Saturday, October 27, 2007

Watch it your way...

Nine years ago I was visiting my cousin Danny in Cleveland when he showed me this cool new feature on his computer. He’d been able to rig a special card into his system that let him plug his cable connection directly into his CPU, therefore allowing him to watch TV on his monitor.

I was impressed, though that didn’t really mean much back then. I was still impressed by color monitors in those days. When the Longtin family played me a video of Jimi Hendrix playing a live cut of “Hey Joe” off a CD-ROM back in Kankakee, Illinois, I thought I was in Technology Heaven. (Actually, I was just relieved to hear a little Hendrix after three months off).

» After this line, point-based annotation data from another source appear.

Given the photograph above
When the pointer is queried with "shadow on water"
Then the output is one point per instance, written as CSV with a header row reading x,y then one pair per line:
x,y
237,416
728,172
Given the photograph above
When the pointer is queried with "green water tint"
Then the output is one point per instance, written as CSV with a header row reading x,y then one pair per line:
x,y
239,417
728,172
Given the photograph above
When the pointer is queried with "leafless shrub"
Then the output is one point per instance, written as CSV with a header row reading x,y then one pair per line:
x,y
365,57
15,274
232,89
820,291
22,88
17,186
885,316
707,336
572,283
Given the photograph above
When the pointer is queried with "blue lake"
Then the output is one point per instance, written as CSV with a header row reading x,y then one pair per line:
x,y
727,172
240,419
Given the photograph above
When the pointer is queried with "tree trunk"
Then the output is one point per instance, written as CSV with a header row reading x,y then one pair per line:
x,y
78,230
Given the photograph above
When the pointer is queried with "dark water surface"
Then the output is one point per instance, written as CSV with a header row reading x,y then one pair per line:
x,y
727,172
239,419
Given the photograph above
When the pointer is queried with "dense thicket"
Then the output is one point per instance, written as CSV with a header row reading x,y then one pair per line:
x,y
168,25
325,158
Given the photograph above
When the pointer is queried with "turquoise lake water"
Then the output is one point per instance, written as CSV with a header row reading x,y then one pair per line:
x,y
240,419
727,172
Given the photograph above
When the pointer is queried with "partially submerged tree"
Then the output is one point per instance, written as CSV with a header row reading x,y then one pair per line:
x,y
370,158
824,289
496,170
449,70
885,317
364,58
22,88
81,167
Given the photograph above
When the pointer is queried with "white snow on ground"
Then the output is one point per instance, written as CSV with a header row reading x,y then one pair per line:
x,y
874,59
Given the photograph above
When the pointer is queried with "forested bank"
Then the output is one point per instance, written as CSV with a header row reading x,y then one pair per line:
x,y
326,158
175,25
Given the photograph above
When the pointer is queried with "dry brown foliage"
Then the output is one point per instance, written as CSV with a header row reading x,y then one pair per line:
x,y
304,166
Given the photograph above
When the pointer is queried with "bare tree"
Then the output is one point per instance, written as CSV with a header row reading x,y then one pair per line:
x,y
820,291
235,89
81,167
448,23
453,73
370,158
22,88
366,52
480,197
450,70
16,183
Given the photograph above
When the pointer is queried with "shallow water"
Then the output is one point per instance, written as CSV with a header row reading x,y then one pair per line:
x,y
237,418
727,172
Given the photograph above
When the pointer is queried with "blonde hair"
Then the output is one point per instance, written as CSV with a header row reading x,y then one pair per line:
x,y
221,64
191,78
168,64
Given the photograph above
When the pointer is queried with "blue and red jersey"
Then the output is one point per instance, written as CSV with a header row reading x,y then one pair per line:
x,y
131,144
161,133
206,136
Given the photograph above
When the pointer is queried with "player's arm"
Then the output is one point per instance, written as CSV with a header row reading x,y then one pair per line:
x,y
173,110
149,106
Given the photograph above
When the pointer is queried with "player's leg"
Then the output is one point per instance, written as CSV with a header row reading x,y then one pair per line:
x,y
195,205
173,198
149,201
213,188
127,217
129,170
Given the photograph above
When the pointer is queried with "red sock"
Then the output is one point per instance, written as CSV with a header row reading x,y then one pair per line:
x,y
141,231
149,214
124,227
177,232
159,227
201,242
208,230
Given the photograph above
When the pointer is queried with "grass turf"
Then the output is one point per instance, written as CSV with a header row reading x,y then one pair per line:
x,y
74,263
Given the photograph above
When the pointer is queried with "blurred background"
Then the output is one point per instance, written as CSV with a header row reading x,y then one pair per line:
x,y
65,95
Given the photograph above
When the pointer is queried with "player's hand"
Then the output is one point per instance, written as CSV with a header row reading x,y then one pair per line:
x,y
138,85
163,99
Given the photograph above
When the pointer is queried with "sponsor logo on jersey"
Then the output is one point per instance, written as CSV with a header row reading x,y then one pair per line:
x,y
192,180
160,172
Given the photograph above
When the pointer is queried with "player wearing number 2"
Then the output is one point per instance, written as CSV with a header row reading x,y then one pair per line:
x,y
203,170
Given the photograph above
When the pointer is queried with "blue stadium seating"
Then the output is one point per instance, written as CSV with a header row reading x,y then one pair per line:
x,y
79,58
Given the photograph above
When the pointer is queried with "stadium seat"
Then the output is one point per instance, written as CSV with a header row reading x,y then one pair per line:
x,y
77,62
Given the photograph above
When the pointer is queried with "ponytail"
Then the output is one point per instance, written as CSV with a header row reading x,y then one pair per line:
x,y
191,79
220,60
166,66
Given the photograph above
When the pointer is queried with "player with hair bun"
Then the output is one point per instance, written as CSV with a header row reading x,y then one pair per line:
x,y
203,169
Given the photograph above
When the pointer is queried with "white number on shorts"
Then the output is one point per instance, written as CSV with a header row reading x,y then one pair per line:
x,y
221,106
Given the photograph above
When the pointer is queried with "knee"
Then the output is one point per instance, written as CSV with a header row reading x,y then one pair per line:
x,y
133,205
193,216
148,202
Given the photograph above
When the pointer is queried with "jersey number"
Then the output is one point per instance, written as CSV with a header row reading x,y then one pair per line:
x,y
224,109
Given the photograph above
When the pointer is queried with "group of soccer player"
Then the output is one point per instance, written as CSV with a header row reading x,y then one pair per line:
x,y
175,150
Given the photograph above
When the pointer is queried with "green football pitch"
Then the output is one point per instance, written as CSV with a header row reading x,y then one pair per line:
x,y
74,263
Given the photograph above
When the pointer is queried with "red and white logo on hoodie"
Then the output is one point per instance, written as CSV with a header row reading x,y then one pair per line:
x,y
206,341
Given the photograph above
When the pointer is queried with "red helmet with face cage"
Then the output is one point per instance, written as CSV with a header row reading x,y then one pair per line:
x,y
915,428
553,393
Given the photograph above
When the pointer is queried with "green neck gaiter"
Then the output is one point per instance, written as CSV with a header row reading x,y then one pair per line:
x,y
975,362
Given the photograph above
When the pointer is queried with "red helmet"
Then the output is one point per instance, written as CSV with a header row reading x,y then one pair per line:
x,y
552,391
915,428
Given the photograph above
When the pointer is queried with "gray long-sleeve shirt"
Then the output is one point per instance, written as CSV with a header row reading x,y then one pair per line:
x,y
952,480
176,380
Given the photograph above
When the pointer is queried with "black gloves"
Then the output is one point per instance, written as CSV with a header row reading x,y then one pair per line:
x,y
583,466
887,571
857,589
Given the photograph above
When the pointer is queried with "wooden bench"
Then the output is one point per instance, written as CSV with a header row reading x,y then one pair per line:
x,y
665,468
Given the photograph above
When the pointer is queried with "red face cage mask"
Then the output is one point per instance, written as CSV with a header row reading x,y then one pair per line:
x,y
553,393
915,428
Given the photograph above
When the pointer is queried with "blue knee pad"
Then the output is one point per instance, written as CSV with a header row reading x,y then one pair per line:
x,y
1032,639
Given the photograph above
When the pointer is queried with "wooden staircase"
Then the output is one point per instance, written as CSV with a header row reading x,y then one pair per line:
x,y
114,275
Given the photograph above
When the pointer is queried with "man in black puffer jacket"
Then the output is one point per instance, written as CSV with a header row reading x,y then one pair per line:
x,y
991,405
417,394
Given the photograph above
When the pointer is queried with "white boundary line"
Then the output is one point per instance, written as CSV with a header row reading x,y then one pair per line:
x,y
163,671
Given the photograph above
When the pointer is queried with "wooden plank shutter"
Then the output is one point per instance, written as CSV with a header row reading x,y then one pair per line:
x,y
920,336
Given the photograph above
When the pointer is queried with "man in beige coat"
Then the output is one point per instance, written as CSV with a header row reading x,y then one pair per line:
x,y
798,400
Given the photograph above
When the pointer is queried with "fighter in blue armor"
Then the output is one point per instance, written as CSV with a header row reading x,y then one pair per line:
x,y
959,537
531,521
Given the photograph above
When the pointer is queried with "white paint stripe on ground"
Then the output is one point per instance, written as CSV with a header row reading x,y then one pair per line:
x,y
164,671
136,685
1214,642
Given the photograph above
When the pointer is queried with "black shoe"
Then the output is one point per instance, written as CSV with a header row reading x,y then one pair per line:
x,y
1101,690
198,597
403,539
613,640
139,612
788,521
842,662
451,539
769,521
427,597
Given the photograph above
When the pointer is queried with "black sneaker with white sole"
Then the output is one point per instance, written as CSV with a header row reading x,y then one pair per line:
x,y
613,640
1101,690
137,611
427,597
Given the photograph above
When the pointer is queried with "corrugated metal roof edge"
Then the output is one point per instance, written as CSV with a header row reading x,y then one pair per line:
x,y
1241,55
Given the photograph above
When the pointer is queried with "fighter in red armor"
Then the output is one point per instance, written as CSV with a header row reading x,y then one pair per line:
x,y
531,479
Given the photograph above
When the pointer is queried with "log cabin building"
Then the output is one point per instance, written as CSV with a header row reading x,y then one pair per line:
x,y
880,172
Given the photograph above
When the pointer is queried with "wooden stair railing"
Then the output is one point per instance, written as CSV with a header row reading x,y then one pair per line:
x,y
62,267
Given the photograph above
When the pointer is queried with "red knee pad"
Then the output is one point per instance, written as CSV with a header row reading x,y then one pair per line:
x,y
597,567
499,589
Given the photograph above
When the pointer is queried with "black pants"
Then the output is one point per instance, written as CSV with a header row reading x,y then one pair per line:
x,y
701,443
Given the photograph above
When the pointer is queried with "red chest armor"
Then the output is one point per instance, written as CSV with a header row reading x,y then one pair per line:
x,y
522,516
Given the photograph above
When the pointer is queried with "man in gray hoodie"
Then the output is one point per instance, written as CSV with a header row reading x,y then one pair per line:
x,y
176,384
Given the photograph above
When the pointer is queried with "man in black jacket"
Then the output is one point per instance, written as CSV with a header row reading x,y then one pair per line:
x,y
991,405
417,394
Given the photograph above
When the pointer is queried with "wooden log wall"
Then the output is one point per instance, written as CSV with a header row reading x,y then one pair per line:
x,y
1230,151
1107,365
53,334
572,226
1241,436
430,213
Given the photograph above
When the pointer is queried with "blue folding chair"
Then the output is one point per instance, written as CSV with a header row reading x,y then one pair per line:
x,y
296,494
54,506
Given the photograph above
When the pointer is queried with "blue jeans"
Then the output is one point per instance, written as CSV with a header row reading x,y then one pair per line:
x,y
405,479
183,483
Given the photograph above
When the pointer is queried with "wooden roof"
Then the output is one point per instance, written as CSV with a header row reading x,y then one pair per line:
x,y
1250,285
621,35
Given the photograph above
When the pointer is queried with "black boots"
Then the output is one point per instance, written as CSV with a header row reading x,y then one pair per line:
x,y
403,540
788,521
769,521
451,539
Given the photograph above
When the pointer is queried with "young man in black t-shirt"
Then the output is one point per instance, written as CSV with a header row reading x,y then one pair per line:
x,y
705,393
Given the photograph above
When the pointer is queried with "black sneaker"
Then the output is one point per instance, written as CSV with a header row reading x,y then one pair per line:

My cousin’s new toy was a perfect example of the trend of technology convergence. As naive as I was, even I could sense it happening. It felt like a no-brainer to think that eventually we’d be watching TV on the same systems we typed our school papers on. Wasn’t that what they did in “Back to the Future, Part II”?

A decade later, our media is becoming a technological Pangea. My computer right now is little more than a single flat-screen monitor, with the disc drive and the hard drive all built in. It doubles as my stereo, thanks to my sub-woofer enhanced speaker system, and thanks to streaming high-speed video (and the fact that we had to cancel our cable subscription), it is now my television, too.

I can’t remember the last time I watched one of my favorite shows live on TV. It was probably when I caught the Season 3 finale of “Lost” back in May. Heck, even then I think it was on TiVo delay by an hour so we could skip all the commercials.

Now that all the TV stations are making their shows available online, I am living in a virtual Utopia of Burger King-style “Have it Your Way” media on-demand. If I’ve got five shows I want to watch, I don’t have to be a couch potato every night to see them. I can just fire them up over lunch the next day, and not miss out on my chance to stand around talking to the same twelve people I know at the party that took place the night before.

Last season my friend Wes and I got into a great habit of going to play basketball on Wednesday nights at 9pm, then unwinding at his place watching a recorded episode of “Lost” when we finished up two hours later. It was perfect escapist fare for two guys whose bodies wanted to forget their diminishing athletic capacities.

A week ago I got a text message (more technology) from my old roommate Aaron, who informed me that “My Name is Earl” had jumped the shark. I hadn’t seen any of the new season’s episodes yet, but thanks to NBC.com, I was able to jump on during an open mid-day stretch and fire off four quick twenty-minute episodes, then call him back and inform him that yes, the writers of “Earl” were in definite danger of shark-jumpage.

It helps that we’re going through a good stretch TV-wise, too; in spite of all the reality TV rubbish that still claims much of the market, there are a number of good shows out there right now: “Lost”, “Earl”, “Pushing Daisies”, “Heroes”, even “24”, as long as Kiefer Sutherland can avoid jumping any more trees. I’m just bummed that FOX cancelled “Arrested Development”, so I couldn’t stay up with that one, too.

There is a downside, of course. The online versions still have commercials. During the regular breaks, your monitor pops up a 30-second clip that is provided by a “sponsor du jour”. Often the same ad gets repeated four or five times through the same episode, which in my mind, makes the viewer less likely to patronize the sponsor, rather than more.

Granted, 30-seconds is a lot better than the usual epic breaks nowadays, though it is annoying when the system automatically bumps your resolution back down to “normal” when the show resumes and you have to jump up and change it back to “Full Screen Mode” every time. Plus the ads that try to play off the “online” component—like the Papa John’s Pizza chick that acts like she’s watching the show with you—are extremely annoying. But it’s a small tradeoff for free convenient media, I suppose.

I guess what I’m really getting at is that it’s a good time to be a consumer. Not only are the technologies completely bent on giving you more at your convenience, they are advancing at a startling pace. Who knows what will be next year’s equivalent to the iPhone. We need to be careful about overload, of course, but that’s just the point: this whole On Demand thing lets you dictate your own schedule. I’ve always argued that it would be great if instead of having to pay a large rate for two hundred stations that I don’t really watch, I could pay for two or three individually that I might actually view regularly.

Maybe this is how it’s going to happen.